我一早起來,心中充滿了信心。我想我有能力完成這項工作。

我找到了鮮花(山腳下到處是盛開的鮮花)。我拔了許多看來並不算糟的品種,把它們夾在腋下,但當我再從腋下取出來整理時,發現它們都已枯萎。

我幾乎要放棄這一計劃,而後又突然想起了另一個不分春夏、花開四季的地方——博物館附近的花圃……鑒於天色尚早,那些入侵者肯定還在酣睡,我想去那兒不會有什麽危險。

可惜盡是些微不足道、不堪入目的小花,我順手摘了幾朵,它們看起來不至於過早枯萎而死。

問題是:它們太不起眼,而且長在那些人的眼皮底下。

我在那裏采了一上午花,無論哪個敢在十點前起床的人都會輕易地發現我的存在,然而這種災難並未降臨。我一邊采花,一邊注意著博物館裏的動靜;因為自己沒有看到別人,便也斷定別人沒有看到自己。

花朵太小,如果我想有一個像樣的花圃,就必須大量移植(這是美好的也是可行的,只是她未必會看見)。

我用原始的石斧鋤地(土地很硬,但我還是硬著頭皮開墾了一大片),再用雨水把地澆濕,待準備工作完成後,我開始尋找更多的花。為保證這一工作順利進行,我提醒自己保持高度警惕,以防突然襲擊,或在工作結束之前被人看見。

我居然沒有想到移花植樹是件技術性很強的工作。危險和勞累且不說,我懷疑這些花能活到傍晚。

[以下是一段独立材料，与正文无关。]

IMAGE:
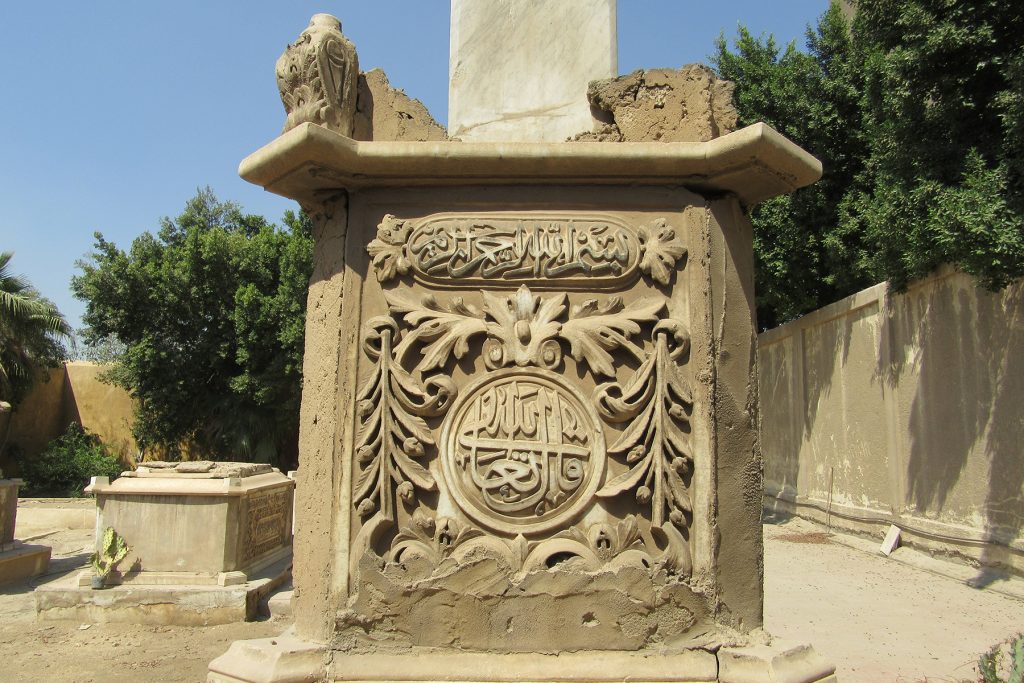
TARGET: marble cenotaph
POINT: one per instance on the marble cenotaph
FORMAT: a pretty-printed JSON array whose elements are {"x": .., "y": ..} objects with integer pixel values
[{"x": 528, "y": 444}]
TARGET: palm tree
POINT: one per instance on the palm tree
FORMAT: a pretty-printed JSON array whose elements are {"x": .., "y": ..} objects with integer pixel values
[{"x": 32, "y": 334}]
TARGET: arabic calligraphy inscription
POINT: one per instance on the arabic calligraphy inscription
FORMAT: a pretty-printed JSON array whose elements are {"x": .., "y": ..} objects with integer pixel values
[
  {"x": 491, "y": 250},
  {"x": 523, "y": 451}
]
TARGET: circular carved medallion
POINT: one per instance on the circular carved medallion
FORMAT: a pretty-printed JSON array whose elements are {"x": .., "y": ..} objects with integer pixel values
[{"x": 522, "y": 451}]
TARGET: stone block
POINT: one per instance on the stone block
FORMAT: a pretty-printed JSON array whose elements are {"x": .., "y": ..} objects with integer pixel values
[
  {"x": 8, "y": 509},
  {"x": 20, "y": 560},
  {"x": 519, "y": 69},
  {"x": 688, "y": 104},
  {"x": 383, "y": 113},
  {"x": 777, "y": 663},
  {"x": 173, "y": 603}
]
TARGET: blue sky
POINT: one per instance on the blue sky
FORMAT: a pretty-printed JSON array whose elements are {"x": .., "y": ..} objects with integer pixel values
[{"x": 116, "y": 112}]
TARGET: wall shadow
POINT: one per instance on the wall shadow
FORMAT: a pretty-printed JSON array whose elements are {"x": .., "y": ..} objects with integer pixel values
[{"x": 967, "y": 348}]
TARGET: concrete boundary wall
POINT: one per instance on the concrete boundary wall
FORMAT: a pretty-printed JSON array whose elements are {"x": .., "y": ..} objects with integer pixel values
[{"x": 911, "y": 407}]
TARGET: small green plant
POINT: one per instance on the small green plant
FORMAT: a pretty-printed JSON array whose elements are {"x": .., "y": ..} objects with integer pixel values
[
  {"x": 65, "y": 467},
  {"x": 112, "y": 551},
  {"x": 991, "y": 665}
]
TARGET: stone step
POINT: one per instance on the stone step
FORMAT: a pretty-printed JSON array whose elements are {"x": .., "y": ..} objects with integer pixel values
[{"x": 279, "y": 604}]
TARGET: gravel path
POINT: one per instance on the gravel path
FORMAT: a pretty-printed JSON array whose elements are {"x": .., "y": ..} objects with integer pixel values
[{"x": 877, "y": 619}]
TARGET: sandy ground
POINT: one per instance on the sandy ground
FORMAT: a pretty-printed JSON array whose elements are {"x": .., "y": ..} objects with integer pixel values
[{"x": 879, "y": 620}]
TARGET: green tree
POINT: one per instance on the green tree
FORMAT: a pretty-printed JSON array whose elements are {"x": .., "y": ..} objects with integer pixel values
[
  {"x": 33, "y": 334},
  {"x": 916, "y": 112},
  {"x": 943, "y": 115},
  {"x": 805, "y": 257},
  {"x": 210, "y": 311},
  {"x": 65, "y": 467}
]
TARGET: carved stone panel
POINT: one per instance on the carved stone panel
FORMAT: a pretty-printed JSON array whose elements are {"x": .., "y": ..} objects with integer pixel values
[
  {"x": 267, "y": 524},
  {"x": 549, "y": 251},
  {"x": 522, "y": 451},
  {"x": 523, "y": 397}
]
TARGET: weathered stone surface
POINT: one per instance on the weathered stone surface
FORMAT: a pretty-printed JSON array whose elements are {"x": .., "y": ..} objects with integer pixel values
[
  {"x": 208, "y": 469},
  {"x": 8, "y": 510},
  {"x": 467, "y": 605},
  {"x": 529, "y": 424},
  {"x": 688, "y": 104},
  {"x": 386, "y": 114},
  {"x": 519, "y": 69},
  {"x": 19, "y": 560},
  {"x": 174, "y": 602},
  {"x": 197, "y": 526}
]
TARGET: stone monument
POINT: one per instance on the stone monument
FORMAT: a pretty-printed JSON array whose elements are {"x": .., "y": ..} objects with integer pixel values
[
  {"x": 528, "y": 444},
  {"x": 208, "y": 541},
  {"x": 519, "y": 69}
]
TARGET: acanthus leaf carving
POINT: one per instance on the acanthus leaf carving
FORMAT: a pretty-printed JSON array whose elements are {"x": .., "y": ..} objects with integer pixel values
[
  {"x": 317, "y": 77},
  {"x": 655, "y": 404},
  {"x": 434, "y": 540},
  {"x": 392, "y": 433},
  {"x": 525, "y": 326},
  {"x": 659, "y": 249},
  {"x": 387, "y": 250},
  {"x": 522, "y": 329},
  {"x": 444, "y": 331},
  {"x": 593, "y": 331}
]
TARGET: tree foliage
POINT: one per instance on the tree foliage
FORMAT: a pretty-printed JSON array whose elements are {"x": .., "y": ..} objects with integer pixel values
[
  {"x": 210, "y": 311},
  {"x": 65, "y": 467},
  {"x": 32, "y": 333},
  {"x": 916, "y": 111}
]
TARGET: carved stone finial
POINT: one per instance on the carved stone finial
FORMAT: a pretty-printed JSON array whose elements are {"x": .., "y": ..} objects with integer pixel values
[{"x": 317, "y": 77}]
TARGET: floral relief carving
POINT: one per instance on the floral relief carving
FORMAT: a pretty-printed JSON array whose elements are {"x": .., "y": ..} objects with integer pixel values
[
  {"x": 392, "y": 432},
  {"x": 387, "y": 250},
  {"x": 427, "y": 544},
  {"x": 519, "y": 454},
  {"x": 654, "y": 404},
  {"x": 317, "y": 76},
  {"x": 522, "y": 329},
  {"x": 660, "y": 248}
]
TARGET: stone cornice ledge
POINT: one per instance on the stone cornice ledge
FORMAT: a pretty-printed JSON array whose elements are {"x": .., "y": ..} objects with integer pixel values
[{"x": 308, "y": 162}]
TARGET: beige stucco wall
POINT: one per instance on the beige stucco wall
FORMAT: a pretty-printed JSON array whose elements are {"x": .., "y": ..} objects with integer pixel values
[
  {"x": 72, "y": 393},
  {"x": 911, "y": 404}
]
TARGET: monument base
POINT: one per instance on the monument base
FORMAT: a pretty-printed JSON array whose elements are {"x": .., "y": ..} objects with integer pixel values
[
  {"x": 289, "y": 659},
  {"x": 19, "y": 560},
  {"x": 168, "y": 604}
]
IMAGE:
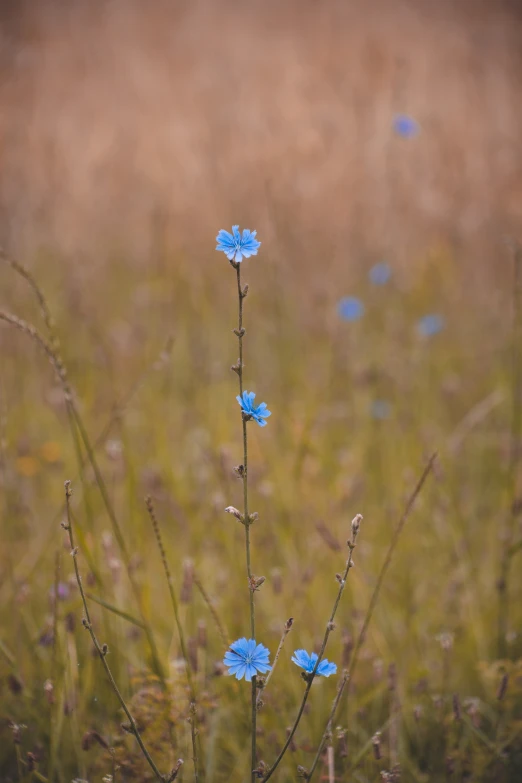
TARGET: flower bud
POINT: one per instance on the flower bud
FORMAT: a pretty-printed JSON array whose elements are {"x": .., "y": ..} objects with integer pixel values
[{"x": 235, "y": 512}]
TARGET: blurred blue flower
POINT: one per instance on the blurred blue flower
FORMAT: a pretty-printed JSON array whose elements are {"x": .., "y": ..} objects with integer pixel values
[
  {"x": 380, "y": 409},
  {"x": 380, "y": 273},
  {"x": 430, "y": 325},
  {"x": 307, "y": 662},
  {"x": 256, "y": 412},
  {"x": 350, "y": 308},
  {"x": 246, "y": 658},
  {"x": 405, "y": 126},
  {"x": 236, "y": 246}
]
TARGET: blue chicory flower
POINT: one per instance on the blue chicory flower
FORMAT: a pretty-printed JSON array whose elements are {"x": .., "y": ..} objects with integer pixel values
[
  {"x": 235, "y": 246},
  {"x": 307, "y": 662},
  {"x": 246, "y": 658},
  {"x": 380, "y": 273},
  {"x": 350, "y": 308},
  {"x": 430, "y": 325},
  {"x": 405, "y": 126},
  {"x": 256, "y": 412},
  {"x": 380, "y": 409}
]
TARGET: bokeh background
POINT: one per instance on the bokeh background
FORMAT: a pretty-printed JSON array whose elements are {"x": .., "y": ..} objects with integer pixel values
[{"x": 130, "y": 133}]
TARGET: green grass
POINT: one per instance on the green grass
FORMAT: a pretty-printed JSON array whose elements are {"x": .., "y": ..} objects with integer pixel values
[{"x": 323, "y": 458}]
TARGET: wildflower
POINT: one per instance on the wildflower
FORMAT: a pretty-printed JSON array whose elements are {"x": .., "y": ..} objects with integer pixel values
[
  {"x": 236, "y": 246},
  {"x": 307, "y": 662},
  {"x": 380, "y": 273},
  {"x": 430, "y": 325},
  {"x": 380, "y": 409},
  {"x": 405, "y": 126},
  {"x": 246, "y": 658},
  {"x": 350, "y": 308},
  {"x": 257, "y": 412}
]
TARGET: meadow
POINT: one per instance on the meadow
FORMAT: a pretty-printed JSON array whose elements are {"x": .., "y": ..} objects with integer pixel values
[{"x": 383, "y": 330}]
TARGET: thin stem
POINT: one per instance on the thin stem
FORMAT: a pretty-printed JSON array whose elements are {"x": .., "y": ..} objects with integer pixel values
[
  {"x": 240, "y": 333},
  {"x": 102, "y": 650},
  {"x": 181, "y": 635},
  {"x": 508, "y": 550},
  {"x": 286, "y": 631},
  {"x": 328, "y": 729},
  {"x": 329, "y": 628},
  {"x": 194, "y": 734},
  {"x": 76, "y": 420},
  {"x": 212, "y": 609},
  {"x": 387, "y": 560}
]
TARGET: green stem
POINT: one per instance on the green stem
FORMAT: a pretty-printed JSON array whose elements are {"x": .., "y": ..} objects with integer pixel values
[
  {"x": 328, "y": 730},
  {"x": 179, "y": 626},
  {"x": 241, "y": 296},
  {"x": 516, "y": 428},
  {"x": 329, "y": 628},
  {"x": 102, "y": 651}
]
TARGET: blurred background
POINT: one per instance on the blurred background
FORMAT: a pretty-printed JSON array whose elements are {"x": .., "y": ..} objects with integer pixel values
[
  {"x": 375, "y": 147},
  {"x": 118, "y": 118}
]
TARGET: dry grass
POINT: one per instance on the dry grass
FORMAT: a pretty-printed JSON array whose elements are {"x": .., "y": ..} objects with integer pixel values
[
  {"x": 128, "y": 139},
  {"x": 118, "y": 121}
]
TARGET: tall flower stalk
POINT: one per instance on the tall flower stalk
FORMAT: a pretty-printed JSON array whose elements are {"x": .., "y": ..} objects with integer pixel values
[
  {"x": 241, "y": 293},
  {"x": 237, "y": 246}
]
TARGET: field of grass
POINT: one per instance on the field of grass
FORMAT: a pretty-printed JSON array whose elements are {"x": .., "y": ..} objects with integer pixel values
[
  {"x": 148, "y": 354},
  {"x": 117, "y": 172}
]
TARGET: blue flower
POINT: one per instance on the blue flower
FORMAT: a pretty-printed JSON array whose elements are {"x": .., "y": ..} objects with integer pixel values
[
  {"x": 430, "y": 325},
  {"x": 380, "y": 273},
  {"x": 405, "y": 126},
  {"x": 380, "y": 409},
  {"x": 350, "y": 308},
  {"x": 257, "y": 412},
  {"x": 307, "y": 662},
  {"x": 246, "y": 658},
  {"x": 236, "y": 246}
]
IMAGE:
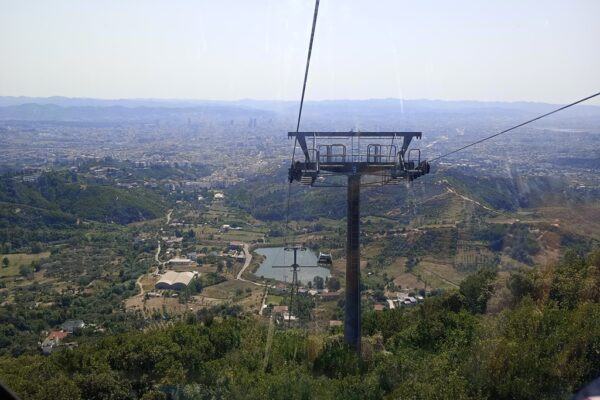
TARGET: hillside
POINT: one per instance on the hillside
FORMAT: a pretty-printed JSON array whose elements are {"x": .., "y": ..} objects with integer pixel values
[{"x": 65, "y": 194}]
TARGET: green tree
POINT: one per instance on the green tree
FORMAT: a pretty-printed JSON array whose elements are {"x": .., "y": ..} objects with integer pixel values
[{"x": 477, "y": 290}]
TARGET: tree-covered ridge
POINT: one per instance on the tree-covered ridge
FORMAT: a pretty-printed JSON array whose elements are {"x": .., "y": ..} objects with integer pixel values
[
  {"x": 60, "y": 193},
  {"x": 528, "y": 334}
]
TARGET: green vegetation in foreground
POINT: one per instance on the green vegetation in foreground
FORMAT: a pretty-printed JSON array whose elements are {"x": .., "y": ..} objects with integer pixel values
[{"x": 540, "y": 339}]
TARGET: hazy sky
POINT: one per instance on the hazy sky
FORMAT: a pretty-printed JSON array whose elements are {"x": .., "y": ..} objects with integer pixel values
[{"x": 231, "y": 49}]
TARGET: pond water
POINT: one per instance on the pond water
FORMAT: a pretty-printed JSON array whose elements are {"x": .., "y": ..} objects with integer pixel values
[{"x": 278, "y": 256}]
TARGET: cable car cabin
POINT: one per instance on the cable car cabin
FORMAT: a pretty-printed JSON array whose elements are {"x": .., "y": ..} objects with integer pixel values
[
  {"x": 383, "y": 155},
  {"x": 325, "y": 259}
]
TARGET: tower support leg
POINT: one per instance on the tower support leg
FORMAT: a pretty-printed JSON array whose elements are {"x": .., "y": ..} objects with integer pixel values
[{"x": 352, "y": 322}]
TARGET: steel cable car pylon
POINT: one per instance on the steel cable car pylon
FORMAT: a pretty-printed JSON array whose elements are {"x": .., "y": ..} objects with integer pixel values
[{"x": 382, "y": 158}]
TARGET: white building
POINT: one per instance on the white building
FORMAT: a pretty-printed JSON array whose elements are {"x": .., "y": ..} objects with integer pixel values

我不懂園藝。無論如何,清除雜草、種上鮮花,這件事本身就足以感動上蒼。當然我知道這是個小小的騙局:今天下午是一個被精心呵護的花園,至於明天花死花活或者還有沒有花(假如刮風)就無關緊要了。

說來難為情。

一個豐潤魁偉的女人面西而坐,並攏的雙手放在同一膝蓋上;一個渺小的男人身披樹葉,跪在女人面前(這個男人就是我)。

有詩為證:

超凡脫俗,她是神秘的鄰居;

噤若寒蟬,我靠玫瑰來說話。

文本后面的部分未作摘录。